Spotify’s Unusual IPO: A Blue Ocean On Wall Street?

Posted by: The Blue Ocean team

At a time when the recording industry was shrinking due to piracy, and Apple was promoting its downloadable MP3s, Spotify created a blue ocean with its streaming service that is used and enjoyed by millions of music lovers around the world.

Now, Spotify has challenged an entirely different industry by opting for a direct listing on its first day on the New York Stock Exchange, completely overriding the traditional IPO process.

Conventionally, when a company goes public, it hires investment bankers, also known as ‘underwriters’, that serve as a sort of intermediary between the company and investors, buying and selling shares during the initial offering to stabilize the share price. Instead, Spotify chose a direct list route and offer its shares to public investors, without the help of the banks.

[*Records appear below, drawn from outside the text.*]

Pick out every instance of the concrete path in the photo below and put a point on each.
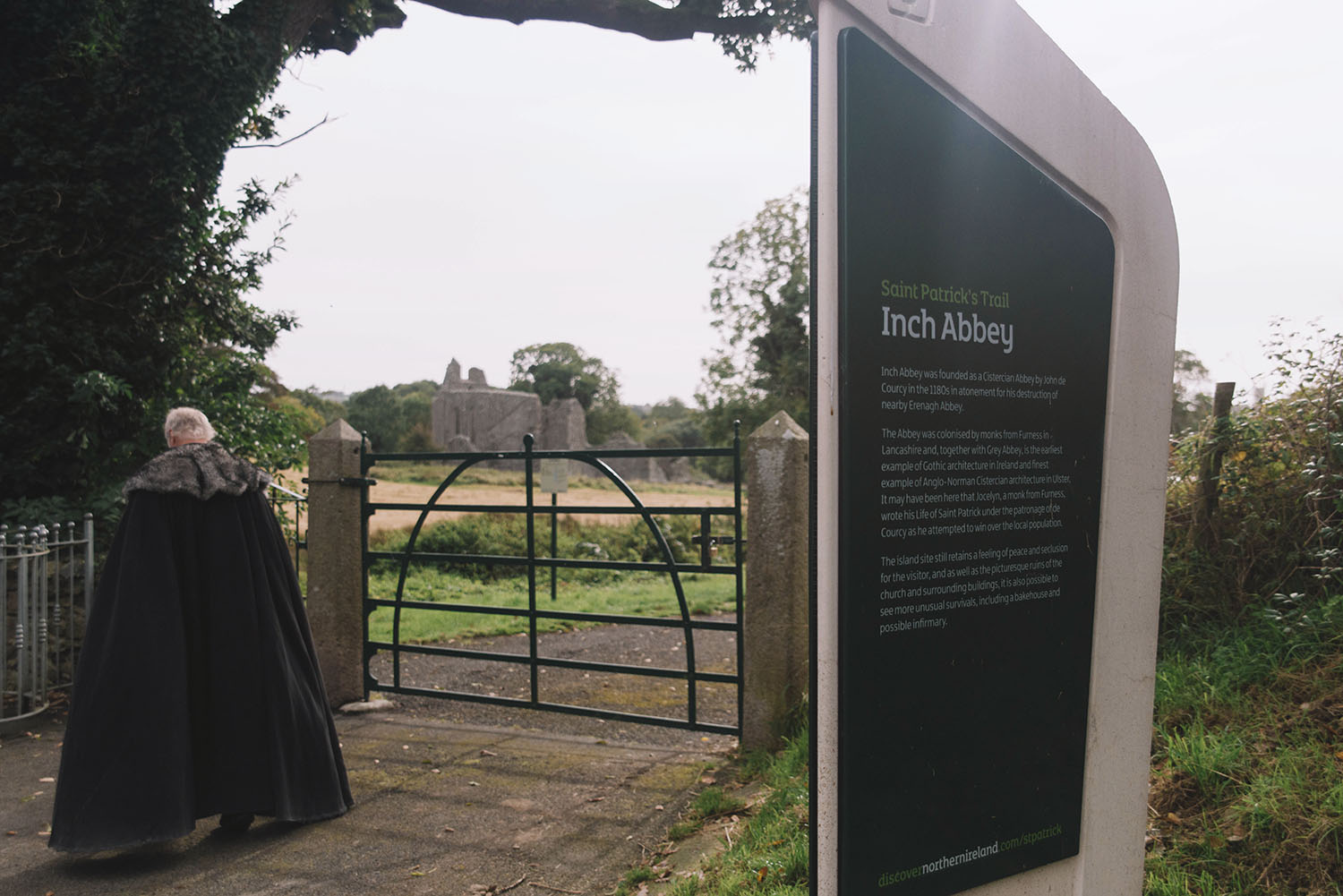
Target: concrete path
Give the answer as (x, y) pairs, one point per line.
(441, 807)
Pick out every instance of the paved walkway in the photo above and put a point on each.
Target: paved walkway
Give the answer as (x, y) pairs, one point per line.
(441, 807)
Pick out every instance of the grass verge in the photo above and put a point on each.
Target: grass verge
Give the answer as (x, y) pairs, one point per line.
(1246, 790)
(765, 850)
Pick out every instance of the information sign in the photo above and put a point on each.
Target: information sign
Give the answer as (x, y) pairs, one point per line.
(975, 300)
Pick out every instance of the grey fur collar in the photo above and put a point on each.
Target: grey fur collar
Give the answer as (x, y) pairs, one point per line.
(199, 469)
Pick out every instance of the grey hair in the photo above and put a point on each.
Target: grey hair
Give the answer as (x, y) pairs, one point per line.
(188, 423)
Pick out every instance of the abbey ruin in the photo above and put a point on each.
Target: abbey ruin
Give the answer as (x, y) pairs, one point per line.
(472, 415)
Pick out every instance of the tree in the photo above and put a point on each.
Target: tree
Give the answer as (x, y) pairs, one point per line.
(397, 418)
(561, 370)
(1190, 405)
(120, 270)
(760, 303)
(671, 423)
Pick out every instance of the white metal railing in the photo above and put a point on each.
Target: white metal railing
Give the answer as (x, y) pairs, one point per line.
(46, 590)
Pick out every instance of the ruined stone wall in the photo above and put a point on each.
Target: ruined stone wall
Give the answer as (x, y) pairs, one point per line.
(472, 415)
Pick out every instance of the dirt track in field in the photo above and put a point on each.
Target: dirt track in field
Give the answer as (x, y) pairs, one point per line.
(410, 493)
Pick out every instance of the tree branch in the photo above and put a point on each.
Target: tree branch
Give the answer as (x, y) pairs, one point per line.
(285, 142)
(639, 18)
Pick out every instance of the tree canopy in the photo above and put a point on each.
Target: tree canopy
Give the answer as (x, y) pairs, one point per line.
(760, 303)
(561, 370)
(121, 271)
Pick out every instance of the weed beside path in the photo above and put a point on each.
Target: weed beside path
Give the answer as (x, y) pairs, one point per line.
(1246, 790)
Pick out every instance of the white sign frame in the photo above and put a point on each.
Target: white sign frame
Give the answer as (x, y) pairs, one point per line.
(998, 66)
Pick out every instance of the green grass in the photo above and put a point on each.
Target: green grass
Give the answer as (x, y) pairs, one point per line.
(634, 594)
(1248, 758)
(770, 853)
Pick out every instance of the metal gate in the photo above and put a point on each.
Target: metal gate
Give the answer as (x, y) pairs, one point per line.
(708, 542)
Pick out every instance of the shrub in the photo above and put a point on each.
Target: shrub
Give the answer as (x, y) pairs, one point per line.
(1278, 527)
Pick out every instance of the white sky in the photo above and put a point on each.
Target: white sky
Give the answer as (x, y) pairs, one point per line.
(483, 185)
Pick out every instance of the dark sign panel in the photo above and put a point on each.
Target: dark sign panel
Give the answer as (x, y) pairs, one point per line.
(974, 338)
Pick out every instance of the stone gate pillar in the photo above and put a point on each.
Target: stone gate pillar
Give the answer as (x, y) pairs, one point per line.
(335, 562)
(776, 614)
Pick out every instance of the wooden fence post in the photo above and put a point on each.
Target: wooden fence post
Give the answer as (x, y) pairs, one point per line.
(1210, 469)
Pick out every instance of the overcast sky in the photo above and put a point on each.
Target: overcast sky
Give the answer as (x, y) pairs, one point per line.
(480, 185)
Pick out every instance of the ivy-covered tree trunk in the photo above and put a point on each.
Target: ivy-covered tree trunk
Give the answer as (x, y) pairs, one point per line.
(117, 265)
(121, 273)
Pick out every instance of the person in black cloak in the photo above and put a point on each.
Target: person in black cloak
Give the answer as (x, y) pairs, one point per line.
(198, 691)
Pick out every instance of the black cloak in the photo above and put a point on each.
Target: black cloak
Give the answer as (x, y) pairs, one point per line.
(198, 689)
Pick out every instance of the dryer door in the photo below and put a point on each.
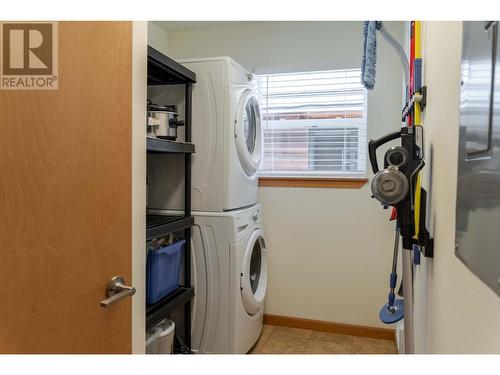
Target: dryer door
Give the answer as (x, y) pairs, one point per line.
(248, 132)
(253, 279)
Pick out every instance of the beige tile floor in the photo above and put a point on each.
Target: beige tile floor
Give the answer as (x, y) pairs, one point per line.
(284, 340)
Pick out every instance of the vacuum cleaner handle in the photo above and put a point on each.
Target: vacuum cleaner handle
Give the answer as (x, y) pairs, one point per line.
(376, 143)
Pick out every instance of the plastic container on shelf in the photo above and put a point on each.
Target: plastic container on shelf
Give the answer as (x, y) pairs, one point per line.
(163, 269)
(166, 338)
(152, 340)
(160, 338)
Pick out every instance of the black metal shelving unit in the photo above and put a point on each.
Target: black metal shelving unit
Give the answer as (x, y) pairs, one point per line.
(164, 71)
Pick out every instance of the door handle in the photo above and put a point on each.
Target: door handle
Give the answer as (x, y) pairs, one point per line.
(117, 290)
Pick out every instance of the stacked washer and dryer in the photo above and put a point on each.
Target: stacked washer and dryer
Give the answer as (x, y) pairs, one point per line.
(229, 251)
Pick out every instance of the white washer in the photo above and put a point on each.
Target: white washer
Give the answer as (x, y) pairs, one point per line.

Although highly unusual, Spotify’s innovative direct listing was a big hit among investors and was the eighth-largest tech listing ever. The company is now worth $26.5 billion, making it the biggest music company in the world.

Could other tech unicorns like Airbnb follow Spotify down this unconventional path? Has Spotify opened up new market space in the same way that crowdfunding did by offering an alternative to traditional banking? What do you think?

Has Spotify made a blue ocean shift on Wall Street?